Marco Wehr: Der Weg zum Glück – Podcastempfehlung

Ich bin kein großer Fan von seichten Glücksbotschaften insofern habe ich etwas länger überlegt, ob der Podcast „So findet man den Weg zum Glück“ den Weg von der Aboliste in die Downloadliste der zu hörenden Episoden schafft. Ich bin froh mich überredet zu haben.
Der Vortrag von Marco Wehr (promovierter Physiker, Philosoph und Tänzer, sowie Autor eines populärwissenschaftlichen Buches zur Chaostheorie) ist wirklich hörenswert. Man merkt Marco Wehr die Lust am Denken und argumentieren an und es verwundert nicht, dass er aktives Mitglied des Philosophischen Labors ist.

Ausgehend von einem Vergleich der Corona-Pandemie mit der mittelalterlichen Pest fragt er, was es eigentlich braucht um glücklich und zufrieden zu sein. Denn obwohl die meisten Menschen diese Ziele für ihr eigenes Leben nennen, entscheiden sich die Menschen in der Regel anderen Kriterien zu folgen. So prägen äußere Werte, die gerne mit „Erfolg“ assoziiert werden (z.B. Vergleiche mit Anderen oder eine prinzipiell nie zu sättigende Konsumlogik) das Leben der Menschen. Fälschlicherweise wird nämlich davon ausgegangen, dass „Erfolg“ (Wohlstand, Ansehen, Einfluss, Karriere) uns glücklich macht. Warum das nicht so ist wird sehr eindrücklich anhand von wissenschaftlichen Befunden geschildert.
Dabei sei das Rezept für ein glückliches Leben eigentlich ganz einfach: eine Tätigkeit, die den eigenen Neigungen entspricht, Liebe geben und annehmen können und sich nicht von Erfolgskriterien leiten zu lassen, die faktisch niemals erfüllt werden können (s.o. Konsum, Ansehen…)

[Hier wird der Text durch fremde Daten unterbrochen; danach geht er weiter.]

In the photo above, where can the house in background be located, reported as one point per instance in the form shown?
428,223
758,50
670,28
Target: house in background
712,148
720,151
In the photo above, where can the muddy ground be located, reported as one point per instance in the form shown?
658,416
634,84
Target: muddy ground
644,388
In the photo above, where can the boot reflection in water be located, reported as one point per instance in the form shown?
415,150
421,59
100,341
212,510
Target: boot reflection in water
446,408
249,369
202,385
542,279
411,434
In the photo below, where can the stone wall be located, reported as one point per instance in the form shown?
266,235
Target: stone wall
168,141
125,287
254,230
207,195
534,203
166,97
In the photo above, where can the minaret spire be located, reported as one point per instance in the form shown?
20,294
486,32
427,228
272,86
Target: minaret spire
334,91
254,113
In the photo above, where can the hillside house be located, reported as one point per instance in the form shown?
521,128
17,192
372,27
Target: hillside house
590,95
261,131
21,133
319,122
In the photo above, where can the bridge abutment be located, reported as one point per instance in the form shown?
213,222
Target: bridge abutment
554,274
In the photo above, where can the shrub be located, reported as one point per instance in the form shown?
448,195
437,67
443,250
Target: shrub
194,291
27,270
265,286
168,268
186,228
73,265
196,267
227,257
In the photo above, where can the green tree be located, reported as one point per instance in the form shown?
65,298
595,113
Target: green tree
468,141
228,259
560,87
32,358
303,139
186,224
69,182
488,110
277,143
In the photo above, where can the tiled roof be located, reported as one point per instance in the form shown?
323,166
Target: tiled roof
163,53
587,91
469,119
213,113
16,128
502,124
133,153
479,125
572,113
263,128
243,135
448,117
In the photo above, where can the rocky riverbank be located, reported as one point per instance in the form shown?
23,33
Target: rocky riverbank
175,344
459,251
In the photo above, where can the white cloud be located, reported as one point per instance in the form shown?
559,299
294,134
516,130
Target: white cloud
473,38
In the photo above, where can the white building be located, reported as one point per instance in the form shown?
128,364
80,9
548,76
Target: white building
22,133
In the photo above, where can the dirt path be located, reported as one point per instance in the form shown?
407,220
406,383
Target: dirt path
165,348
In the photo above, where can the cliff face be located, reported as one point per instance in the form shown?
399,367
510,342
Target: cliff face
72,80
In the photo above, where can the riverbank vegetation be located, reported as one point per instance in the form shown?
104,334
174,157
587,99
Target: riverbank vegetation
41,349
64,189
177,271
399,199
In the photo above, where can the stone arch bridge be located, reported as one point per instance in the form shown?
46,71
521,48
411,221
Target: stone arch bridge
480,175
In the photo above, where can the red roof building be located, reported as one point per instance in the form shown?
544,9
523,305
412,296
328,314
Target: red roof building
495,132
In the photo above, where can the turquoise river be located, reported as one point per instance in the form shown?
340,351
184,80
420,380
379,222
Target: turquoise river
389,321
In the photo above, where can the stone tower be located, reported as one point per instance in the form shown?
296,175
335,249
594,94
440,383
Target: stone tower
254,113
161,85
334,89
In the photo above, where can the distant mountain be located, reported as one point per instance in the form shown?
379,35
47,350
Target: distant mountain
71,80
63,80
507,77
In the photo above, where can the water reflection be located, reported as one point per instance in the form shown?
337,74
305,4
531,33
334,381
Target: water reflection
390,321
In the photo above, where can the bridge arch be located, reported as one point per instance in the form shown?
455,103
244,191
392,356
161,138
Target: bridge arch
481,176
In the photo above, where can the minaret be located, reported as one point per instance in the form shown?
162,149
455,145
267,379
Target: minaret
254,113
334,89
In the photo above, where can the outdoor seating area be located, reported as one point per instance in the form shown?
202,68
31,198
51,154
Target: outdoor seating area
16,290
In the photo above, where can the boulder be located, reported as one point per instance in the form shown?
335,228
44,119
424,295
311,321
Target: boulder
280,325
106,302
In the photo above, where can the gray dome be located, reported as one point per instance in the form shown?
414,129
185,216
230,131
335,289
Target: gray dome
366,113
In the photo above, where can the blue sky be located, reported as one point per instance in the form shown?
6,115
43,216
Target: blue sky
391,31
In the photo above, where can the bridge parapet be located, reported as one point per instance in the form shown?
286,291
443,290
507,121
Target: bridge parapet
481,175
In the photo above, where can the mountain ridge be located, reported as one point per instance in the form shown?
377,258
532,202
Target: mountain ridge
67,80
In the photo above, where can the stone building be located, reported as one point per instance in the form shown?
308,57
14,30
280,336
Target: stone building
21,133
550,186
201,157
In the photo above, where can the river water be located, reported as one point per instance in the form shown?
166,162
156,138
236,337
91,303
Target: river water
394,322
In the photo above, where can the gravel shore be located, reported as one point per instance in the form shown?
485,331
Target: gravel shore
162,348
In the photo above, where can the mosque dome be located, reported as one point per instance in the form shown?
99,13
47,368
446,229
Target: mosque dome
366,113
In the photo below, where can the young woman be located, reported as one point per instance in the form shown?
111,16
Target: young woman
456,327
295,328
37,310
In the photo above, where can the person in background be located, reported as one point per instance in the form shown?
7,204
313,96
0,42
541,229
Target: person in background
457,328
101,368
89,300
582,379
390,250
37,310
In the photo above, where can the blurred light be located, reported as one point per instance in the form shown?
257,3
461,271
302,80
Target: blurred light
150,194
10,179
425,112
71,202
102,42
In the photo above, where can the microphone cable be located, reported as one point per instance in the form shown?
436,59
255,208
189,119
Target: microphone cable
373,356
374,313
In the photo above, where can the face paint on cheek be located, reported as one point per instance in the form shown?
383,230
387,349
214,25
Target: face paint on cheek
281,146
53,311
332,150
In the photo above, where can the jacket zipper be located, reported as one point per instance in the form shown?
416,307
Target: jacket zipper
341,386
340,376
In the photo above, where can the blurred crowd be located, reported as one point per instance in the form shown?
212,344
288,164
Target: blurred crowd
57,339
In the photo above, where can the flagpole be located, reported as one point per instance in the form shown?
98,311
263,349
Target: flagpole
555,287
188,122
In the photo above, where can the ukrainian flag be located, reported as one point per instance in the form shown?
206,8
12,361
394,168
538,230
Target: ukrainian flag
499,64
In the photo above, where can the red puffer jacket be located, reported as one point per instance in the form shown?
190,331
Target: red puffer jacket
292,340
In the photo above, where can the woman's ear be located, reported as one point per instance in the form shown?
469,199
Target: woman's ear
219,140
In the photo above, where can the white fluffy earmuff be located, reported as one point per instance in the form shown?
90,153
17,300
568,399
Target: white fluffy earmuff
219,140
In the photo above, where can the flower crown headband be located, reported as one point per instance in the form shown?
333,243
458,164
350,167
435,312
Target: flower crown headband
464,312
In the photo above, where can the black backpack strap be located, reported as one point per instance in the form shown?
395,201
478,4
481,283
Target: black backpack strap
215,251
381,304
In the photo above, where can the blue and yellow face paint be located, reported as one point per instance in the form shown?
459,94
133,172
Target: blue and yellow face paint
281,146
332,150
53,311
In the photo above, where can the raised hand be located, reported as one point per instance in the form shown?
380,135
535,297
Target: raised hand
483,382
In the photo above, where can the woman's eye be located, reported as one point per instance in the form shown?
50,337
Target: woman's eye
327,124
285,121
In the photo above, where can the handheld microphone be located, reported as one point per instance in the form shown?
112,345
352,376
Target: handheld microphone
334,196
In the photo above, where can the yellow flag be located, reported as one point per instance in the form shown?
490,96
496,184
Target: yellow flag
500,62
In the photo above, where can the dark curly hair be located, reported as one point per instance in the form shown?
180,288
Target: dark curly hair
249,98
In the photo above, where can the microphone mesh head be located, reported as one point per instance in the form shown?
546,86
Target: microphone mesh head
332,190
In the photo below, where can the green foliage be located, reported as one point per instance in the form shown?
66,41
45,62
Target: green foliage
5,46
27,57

Der Vortrag ist sehr gut verständlich und mit eindrücklichen Beispielen und Ergebnissen aus Experimenten gespickt. Es macht auch große Freude sich diesen Vortrag nicht alleine anzuhören und kleine Diskussionspausen einzulegen. Dankenswerterweise steht auch ein Manuskript zur Sendung bereit. Ich hätte mich aber gefreut, wenn zumindest darin eine Literatur, oder besser noch Linkliste zu den vorgestellten wissenschaftlichen Experimenten/Veröffentlichungen zu finden gewesen wäre. Toll wäre außerdem, wenn die Podcastepisode mit Bildern und Kapitelmarken ergänzt worden wäre. So hätte die etwas umständliche mündliche Erläuterung der Wertfunktion der prospect theory (Grafik im Wikipedia-Link), zumindest für die Podcast-Hörenden, verbildlicht werden können.